Una chiara strategia per impedire a Mdp di dettare condizioni, soprattutto sulla legge elettorale, e che non accomoda solo il premier Gentiloni, ma anche Berlusconi, altrimenti costretto a far intervenire per responsabilità nazionale i suoi senatori, allargando però così il fossato con Salvini e Meloni. La situazione insomma, tanto per ricorrere all’abusata ma sempre puntuale citazione di Ennio Flaiano, è seria ma non grave. Dietro le schermaglie tra D’Alema e Pisapia, tra Gentiloni e Speranza, che poco interessano i cittadini, si cela tuttavia un interrogativo interessante.

segue dalla prima pagina Perché la sinistra radicale in Italia ha un peso trascurabile? Perché, cioè, le formazioni a sinistra del Pd, accorpandole tutte, oggi arrivano, nei sondaggi più generosi, a poco più del 6%? Neppure nel recente passato, quando alcuni dei suoi esponenti erano riusciti a ottenere dicasteri importanti, la sinistra radicale aveva mai superato l’8%. Ma era il periodo precedente alla crisi di Lehman Brothers, quello della globalizzazione felix e dell’egemonia della terza via blairiana: in tutti i paesi europei le sinistre radicali raccoglievano non solo meno voti ma soprattutto meno potere di quelle italiane. Oggi le parti si sono invertite. La grande crisi economica ha inferto un colpo alla sinistra radicale italiana.

Altrove invece, con la crisi, sono nate nuove formazioni politiche (Podemos in Spagna, Syriza in Grecia, le liste di Mélenchon in Francia), mentre sono cresciute quelle già esistenti, come la Linke in Germania. Fenomeno ancora più rilevante: la crisi ha affossato (crediamo per sempre) la socialdemocrazia, la sinistra riformista. Che in Grecia, in Francia, ma anche in Belgio e in Olanda, è stata largamente superata in voti da quella radicale. Nel Regno Unito poi, crisi economica, austerità e Brexit hanno portato la sinistra radicale a impadronirsi del Labour. Le cifre di Corbyn, di Mélenchon, di Podemos, ma anche quella della Linke, rendono misera cosa il 3,2% di Mdp. Sono almeno tre i fattori che ci aiutano a capire. Primo, la presenza dei 5 Stelle, che hanno assorbito una parte consistente degli elettori attratti dalla sinistra radicale. Secondo, l’assenza in Italia, soprattutto negli anni della crisi, di movimenti sociali rilevanti come invece in Spagna e in Grecia ma anche nel Regno Unito. Terzo, l’incapacità, da parte degli esponenti alla sinistra del Pd, di presentare volti e leadership nuove. Con il vento di Corbyn e di Mélenchon in poppa, è probabile che, oggi, Bersani e D’Alema cercheranno di danzare sulla nuova onda rossa: e del resto lo stanno già facendo, come dimostra il programma di Mdp, tutto aumento di tasse e patrimoniali. Con l’obiettivo di fare breccia tra gli astenuti e tra i delusi del Pd e magari di spezzarne il gruppo dirigente.

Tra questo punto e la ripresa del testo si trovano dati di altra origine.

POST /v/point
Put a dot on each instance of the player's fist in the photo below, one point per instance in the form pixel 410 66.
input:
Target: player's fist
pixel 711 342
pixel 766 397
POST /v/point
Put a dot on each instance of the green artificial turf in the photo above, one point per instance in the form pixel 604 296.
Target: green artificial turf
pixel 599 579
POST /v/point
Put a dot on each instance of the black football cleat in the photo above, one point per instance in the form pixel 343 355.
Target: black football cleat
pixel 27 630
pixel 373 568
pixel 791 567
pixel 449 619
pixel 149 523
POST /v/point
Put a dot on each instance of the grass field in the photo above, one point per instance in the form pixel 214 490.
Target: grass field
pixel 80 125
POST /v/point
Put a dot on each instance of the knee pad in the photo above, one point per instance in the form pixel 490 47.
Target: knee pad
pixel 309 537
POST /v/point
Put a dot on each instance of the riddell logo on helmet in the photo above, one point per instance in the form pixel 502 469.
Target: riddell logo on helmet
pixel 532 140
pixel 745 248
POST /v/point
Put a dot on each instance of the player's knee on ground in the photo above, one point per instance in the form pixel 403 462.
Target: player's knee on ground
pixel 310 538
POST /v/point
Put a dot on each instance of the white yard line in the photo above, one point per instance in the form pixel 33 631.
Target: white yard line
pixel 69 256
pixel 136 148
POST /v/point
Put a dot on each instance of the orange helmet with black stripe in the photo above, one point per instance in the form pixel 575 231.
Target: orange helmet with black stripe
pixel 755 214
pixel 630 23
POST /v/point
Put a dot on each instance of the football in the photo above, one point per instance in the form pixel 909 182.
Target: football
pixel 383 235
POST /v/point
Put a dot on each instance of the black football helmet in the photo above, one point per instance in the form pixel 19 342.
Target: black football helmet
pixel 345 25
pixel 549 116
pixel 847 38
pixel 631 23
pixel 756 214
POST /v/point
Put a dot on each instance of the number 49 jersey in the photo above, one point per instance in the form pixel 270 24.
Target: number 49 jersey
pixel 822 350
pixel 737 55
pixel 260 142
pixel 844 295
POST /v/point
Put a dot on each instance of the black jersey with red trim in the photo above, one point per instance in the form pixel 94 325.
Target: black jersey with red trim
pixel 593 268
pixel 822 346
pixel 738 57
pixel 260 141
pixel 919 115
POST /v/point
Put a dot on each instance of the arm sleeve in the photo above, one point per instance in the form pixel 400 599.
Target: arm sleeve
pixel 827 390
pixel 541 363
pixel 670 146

Una strategia che non necessariamente equivale allo splendido isolamento elettorale: l’obiettivo, soprattutto di Pisapia, è infatti una sorta di «nuovo Ulivo», più a sinistra dell’originale, su cui esercitare un forte peso.

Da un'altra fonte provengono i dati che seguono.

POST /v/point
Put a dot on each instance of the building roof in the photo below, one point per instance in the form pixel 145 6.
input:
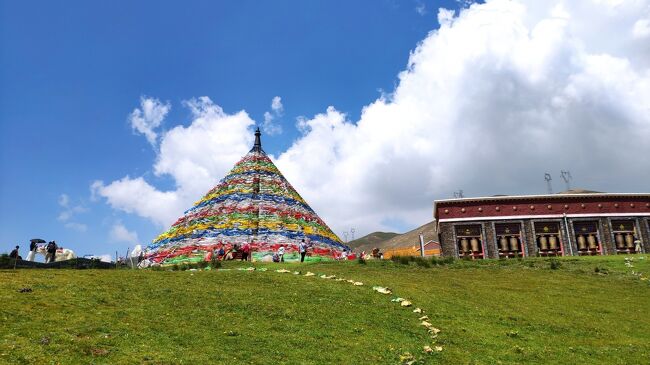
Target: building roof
pixel 579 193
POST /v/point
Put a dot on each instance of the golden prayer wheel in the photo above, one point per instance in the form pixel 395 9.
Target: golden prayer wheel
pixel 474 243
pixel 620 240
pixel 592 241
pixel 543 243
pixel 464 245
pixel 514 243
pixel 503 243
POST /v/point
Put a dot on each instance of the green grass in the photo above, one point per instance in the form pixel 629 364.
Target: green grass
pixel 589 310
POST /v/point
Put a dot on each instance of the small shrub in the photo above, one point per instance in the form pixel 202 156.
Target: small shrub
pixel 421 261
pixel 601 270
pixel 447 260
pixel 555 264
pixel 404 260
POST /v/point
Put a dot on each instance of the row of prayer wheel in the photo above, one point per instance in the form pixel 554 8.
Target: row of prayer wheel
pixel 624 240
pixel 587 242
pixel 509 244
pixel 472 243
pixel 548 242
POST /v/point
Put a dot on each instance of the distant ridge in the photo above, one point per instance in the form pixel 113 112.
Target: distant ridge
pixel 372 240
pixel 387 240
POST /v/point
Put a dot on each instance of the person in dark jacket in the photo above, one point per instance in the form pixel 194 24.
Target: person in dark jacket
pixel 14 254
pixel 51 252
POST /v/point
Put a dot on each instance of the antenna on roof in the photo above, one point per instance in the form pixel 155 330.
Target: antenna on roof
pixel 566 176
pixel 548 179
pixel 257 147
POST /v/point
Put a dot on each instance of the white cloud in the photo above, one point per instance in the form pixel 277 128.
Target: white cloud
pixel 148 117
pixel 276 105
pixel 196 157
pixel 420 7
pixel 269 126
pixel 64 200
pixel 641 28
pixel 105 258
pixel 119 233
pixel 79 227
pixel 502 93
pixel 69 211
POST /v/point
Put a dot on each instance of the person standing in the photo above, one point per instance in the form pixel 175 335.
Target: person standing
pixel 32 251
pixel 14 254
pixel 51 252
pixel 303 250
pixel 246 250
pixel 281 253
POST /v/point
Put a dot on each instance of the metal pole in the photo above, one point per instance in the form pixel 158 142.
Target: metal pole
pixel 568 236
pixel 421 244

Allo stato è però difficile che essi riescano ad andare a bersaglio. L’elettorato di sinistra spostatosi sui 5 stelle sembra rimanervi o se deluso va verso l’astensione. Di movimenti sociali non se ne vedono. Ma soprattutto: con quale credibilità ex premier come D’Alema o ex ministri come Bersani, per decenni i più coriacei avversari della sinistra radicale, si mettono ora a recitare la parte dei Corbyn e dei Mélenchon, che al contrario si sono sempre battuti contro i riformisti? Bersani e Speranza rischiano di finire nell’insignificanza: la stessa in cui, come dimostra il voto di ieri, si trovano già.